More than half of today’s college students are first-generation, and some of the country’s most populous states just so happen to have the highest concentration of such learners. However, first-generation students are prone to fall behind in higher education and beyond, which has prompted colleges, universities and related organizations to recognize their struggles—and alleviate them.
On Wednesday, the National Association of Student Personnel Administrators (NASPA) Center for First-Generation Student Success is hosting a live broadcast to celebrate their achievements, despite the odds. Those odds can seem quite pronounced in two areas specifically.
First, first-generation students struggle with persistence and retention. Six years after starting college, more than half of first-generation students had not earned their bachelor’s degrees, a higher rate than their peers with parents who graduated, according to the center. Similarly, of today’s online learners who reported being previous stop-outs, a third reported being first-generation students.

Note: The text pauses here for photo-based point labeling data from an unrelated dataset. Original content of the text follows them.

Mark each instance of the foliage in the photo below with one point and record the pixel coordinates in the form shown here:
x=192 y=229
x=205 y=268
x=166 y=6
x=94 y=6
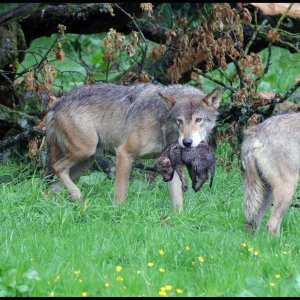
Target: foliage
x=142 y=248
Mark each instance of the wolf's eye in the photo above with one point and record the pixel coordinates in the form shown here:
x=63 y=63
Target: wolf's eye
x=179 y=121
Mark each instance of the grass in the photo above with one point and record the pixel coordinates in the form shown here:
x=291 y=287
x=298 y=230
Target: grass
x=53 y=247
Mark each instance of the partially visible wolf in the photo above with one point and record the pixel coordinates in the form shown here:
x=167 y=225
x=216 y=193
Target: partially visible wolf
x=133 y=121
x=271 y=163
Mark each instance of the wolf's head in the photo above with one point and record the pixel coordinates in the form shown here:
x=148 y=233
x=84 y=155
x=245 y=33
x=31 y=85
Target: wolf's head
x=195 y=115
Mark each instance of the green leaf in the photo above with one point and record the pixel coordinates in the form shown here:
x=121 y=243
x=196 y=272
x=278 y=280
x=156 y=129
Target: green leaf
x=32 y=275
x=22 y=289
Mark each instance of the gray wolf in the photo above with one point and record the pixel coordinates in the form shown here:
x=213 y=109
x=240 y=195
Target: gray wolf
x=199 y=160
x=134 y=121
x=271 y=163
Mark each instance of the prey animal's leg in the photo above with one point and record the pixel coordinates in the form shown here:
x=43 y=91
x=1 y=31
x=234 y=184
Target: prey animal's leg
x=200 y=182
x=179 y=170
x=176 y=192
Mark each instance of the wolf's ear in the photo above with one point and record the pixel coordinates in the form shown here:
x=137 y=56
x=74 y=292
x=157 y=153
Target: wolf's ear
x=170 y=99
x=213 y=99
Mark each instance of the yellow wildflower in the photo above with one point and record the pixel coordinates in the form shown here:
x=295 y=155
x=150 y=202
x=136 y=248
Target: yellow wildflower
x=119 y=268
x=200 y=258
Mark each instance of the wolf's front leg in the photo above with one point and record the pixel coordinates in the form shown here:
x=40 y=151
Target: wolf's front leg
x=176 y=192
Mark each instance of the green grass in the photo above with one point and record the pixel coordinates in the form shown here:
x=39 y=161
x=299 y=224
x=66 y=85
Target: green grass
x=51 y=246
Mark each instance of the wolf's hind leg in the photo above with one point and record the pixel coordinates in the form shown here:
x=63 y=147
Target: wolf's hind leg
x=283 y=194
x=124 y=163
x=62 y=170
x=176 y=192
x=76 y=171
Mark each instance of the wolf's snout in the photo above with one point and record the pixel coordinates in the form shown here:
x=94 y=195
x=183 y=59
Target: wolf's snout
x=187 y=142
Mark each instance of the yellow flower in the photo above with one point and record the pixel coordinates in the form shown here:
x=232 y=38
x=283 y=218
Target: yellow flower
x=119 y=268
x=200 y=258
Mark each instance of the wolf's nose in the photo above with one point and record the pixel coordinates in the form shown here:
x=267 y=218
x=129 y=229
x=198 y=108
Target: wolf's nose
x=187 y=142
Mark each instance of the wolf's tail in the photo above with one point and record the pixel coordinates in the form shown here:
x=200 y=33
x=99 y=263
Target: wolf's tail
x=212 y=173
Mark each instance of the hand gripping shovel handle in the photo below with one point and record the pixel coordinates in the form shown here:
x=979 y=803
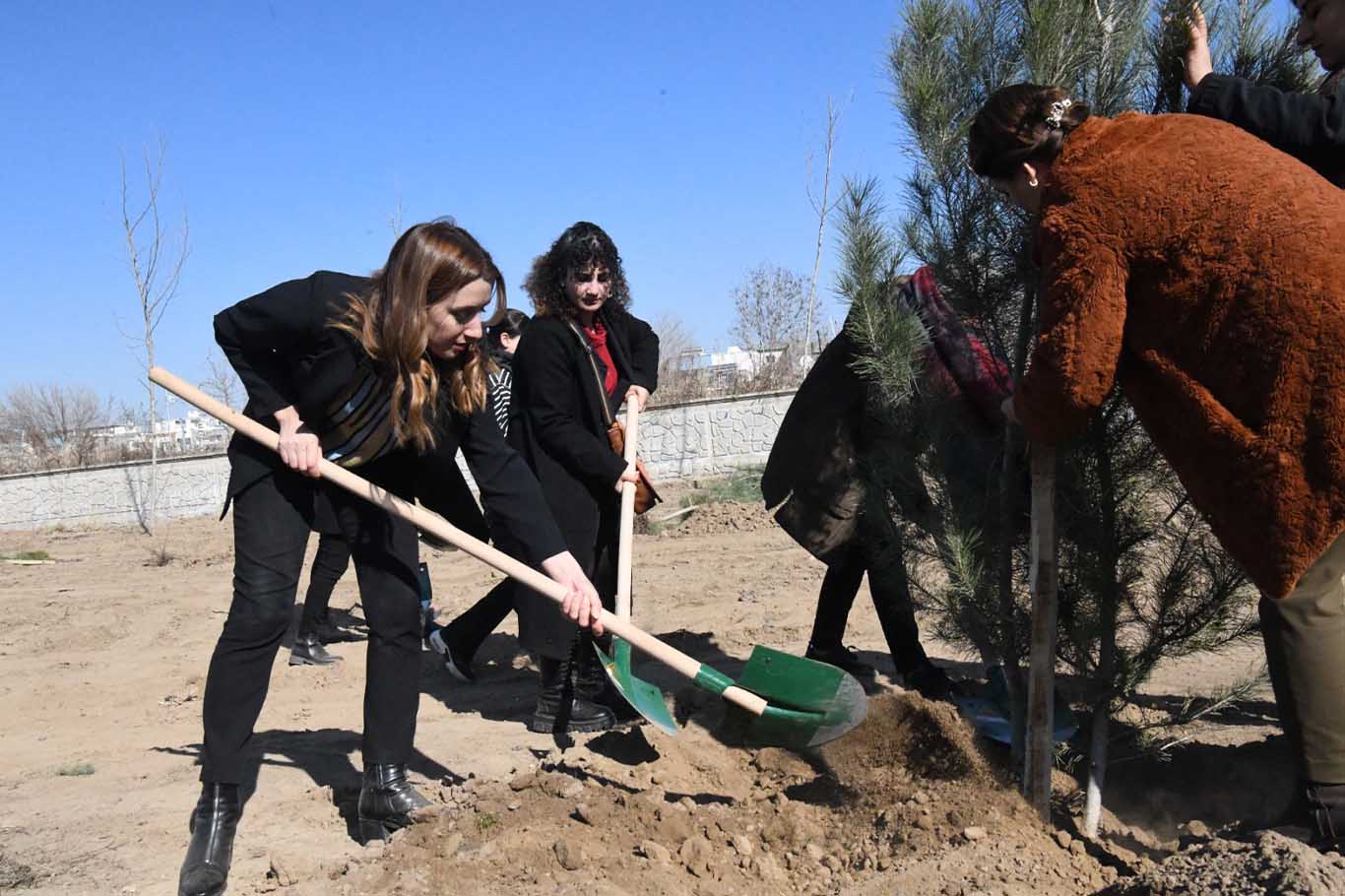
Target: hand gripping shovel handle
x=625 y=540
x=440 y=528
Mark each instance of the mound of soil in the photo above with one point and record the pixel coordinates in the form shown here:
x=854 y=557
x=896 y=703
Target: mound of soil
x=721 y=517
x=1259 y=866
x=900 y=802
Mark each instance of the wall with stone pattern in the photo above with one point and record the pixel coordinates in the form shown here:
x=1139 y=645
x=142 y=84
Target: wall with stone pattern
x=695 y=439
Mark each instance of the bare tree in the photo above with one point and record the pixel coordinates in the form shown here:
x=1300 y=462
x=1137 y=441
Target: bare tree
x=221 y=381
x=54 y=421
x=676 y=377
x=822 y=206
x=157 y=259
x=770 y=320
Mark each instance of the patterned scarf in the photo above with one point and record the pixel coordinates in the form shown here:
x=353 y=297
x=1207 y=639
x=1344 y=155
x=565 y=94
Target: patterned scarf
x=956 y=360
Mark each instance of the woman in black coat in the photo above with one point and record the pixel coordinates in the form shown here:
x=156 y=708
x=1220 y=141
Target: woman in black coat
x=1309 y=127
x=381 y=374
x=583 y=356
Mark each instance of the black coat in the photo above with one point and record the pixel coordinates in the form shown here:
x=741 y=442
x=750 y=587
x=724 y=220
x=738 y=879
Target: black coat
x=286 y=352
x=1307 y=125
x=557 y=419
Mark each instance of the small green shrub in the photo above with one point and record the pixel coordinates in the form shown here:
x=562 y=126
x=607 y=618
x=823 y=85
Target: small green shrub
x=76 y=770
x=28 y=554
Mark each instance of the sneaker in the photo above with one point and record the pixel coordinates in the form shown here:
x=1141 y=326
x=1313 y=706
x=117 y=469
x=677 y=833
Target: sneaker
x=455 y=667
x=308 y=652
x=841 y=657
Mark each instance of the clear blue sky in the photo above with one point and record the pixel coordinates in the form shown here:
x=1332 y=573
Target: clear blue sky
x=294 y=129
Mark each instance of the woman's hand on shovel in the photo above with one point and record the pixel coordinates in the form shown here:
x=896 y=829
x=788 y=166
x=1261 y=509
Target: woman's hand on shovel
x=297 y=445
x=581 y=602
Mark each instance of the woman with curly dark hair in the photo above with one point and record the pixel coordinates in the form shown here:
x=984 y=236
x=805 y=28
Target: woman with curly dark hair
x=583 y=356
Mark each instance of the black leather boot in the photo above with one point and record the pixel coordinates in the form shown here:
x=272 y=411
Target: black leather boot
x=1326 y=810
x=205 y=872
x=561 y=707
x=386 y=802
x=308 y=652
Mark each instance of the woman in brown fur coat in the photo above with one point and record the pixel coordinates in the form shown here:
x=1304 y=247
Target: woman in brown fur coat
x=1200 y=269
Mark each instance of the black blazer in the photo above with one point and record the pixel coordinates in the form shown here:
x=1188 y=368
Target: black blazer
x=286 y=352
x=557 y=419
x=1309 y=127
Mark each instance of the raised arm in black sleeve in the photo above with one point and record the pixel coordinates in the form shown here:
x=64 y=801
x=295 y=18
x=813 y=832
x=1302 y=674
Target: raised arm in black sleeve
x=1307 y=125
x=544 y=388
x=644 y=352
x=509 y=488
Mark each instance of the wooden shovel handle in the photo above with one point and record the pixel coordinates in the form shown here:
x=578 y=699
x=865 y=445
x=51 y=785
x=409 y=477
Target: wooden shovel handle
x=440 y=528
x=625 y=540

Secondly, among those students who do graduate, many report struggling with connecting to their careers. According to a report from the University of Phoenix Career Institute, 50% are experiencing burnout at work, 40% do not see a clear path for advancing their career and 52% are not satisfied with what they are currently making.
To help with student retention, colleges and related stakeholders are helping promote success coaches focus on this demographic of students.
“To truly support first-gen students, institutions must meet them where they are,” wrote Alex Leader, chief impact officer at Watermark, an edtech company focused on student success. “By understanding the student’s background, colleges and universities can pave the way for them to discover their potential and find satisfaction in their college experience.”
The Indiana Commission for Higher Education is awarding more than $2.4 million in grants focused on college success across 22 college campuses, including Indiana University, Columbus and nine other IU locations, The Republic reports.
As for boosting more effective career pathways for students, Bay Path University organizes meetings between employers and groups of students to facilitate job shadowing, according to EAB. With students experiencing greater exposure to different career pathways, they have a stronger understanding of what they should be looking for upon graduation and feel more informed in the job application process.